Among the biggest winners in Berkshire’s vast investment portfolio was its 5.4 percent stake in Apple, whose shares have been among the top market winners over the past year. In his annual letter to investors that accompanied the company’s financial results, Mr. Buffett noted that the iPhone maker was now one of his company’s three biggest assets, with its stake worth $120 billion as of Dec. 31. (Berkshire calculates that it paid $31 billion for its holdings.)
But Mr. Buffett also admitted to a big mistake: the $37.2 billion that he paid in 2016 to buy Precision Castparts, a maker of airplane parts, in what was Berkshire’s biggest-ever takeover. The company has failed to live up to expectations, leading up to an $11 billion accounting write-down that Mr. Buffett himself called “ugly.”
“No one misled me in any way,” he wrote in the letter. “I was simply too optimistic”

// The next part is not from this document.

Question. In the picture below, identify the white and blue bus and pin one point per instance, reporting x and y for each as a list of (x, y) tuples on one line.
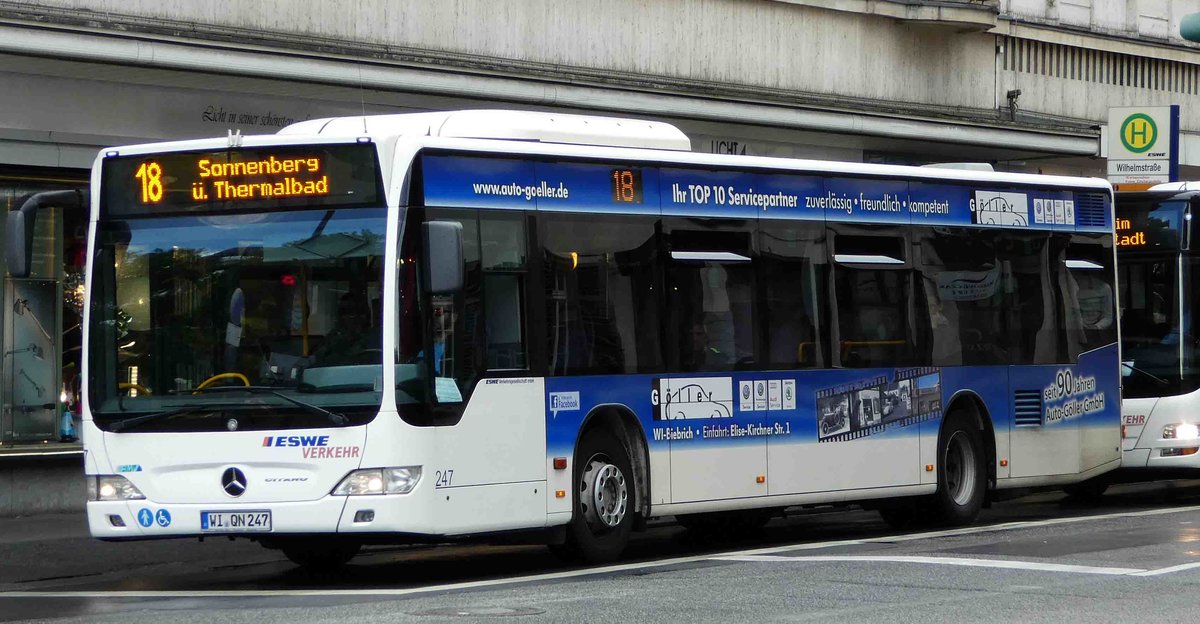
[(1156, 234), (455, 325)]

In the annual letter — which Mr. Buffett’s legions of devotees read every year, a tradition now in its fifth decade — the billionaire offered his thoughts on the company’s performance. But he made relatively few grand pronouncements on issues of global import, from the trillions spent propping up economies around the world to the 2020 presidential election results. Nor did the letter touch much on a perennial topic that the 90-year-old Mr. Buffett is asked about: who will succeed him as chief executive of Berkshire.
Mr. Buffett did offer a quick reprise of his regular encomiums to the United States, asserting, “There has been no incubator for unleashing human potential like America.”
While he allowed that progress toward improving the country has been “slow, uneven and often discouraging,” he added, “Our unwavering conclusion: Never bet against America.”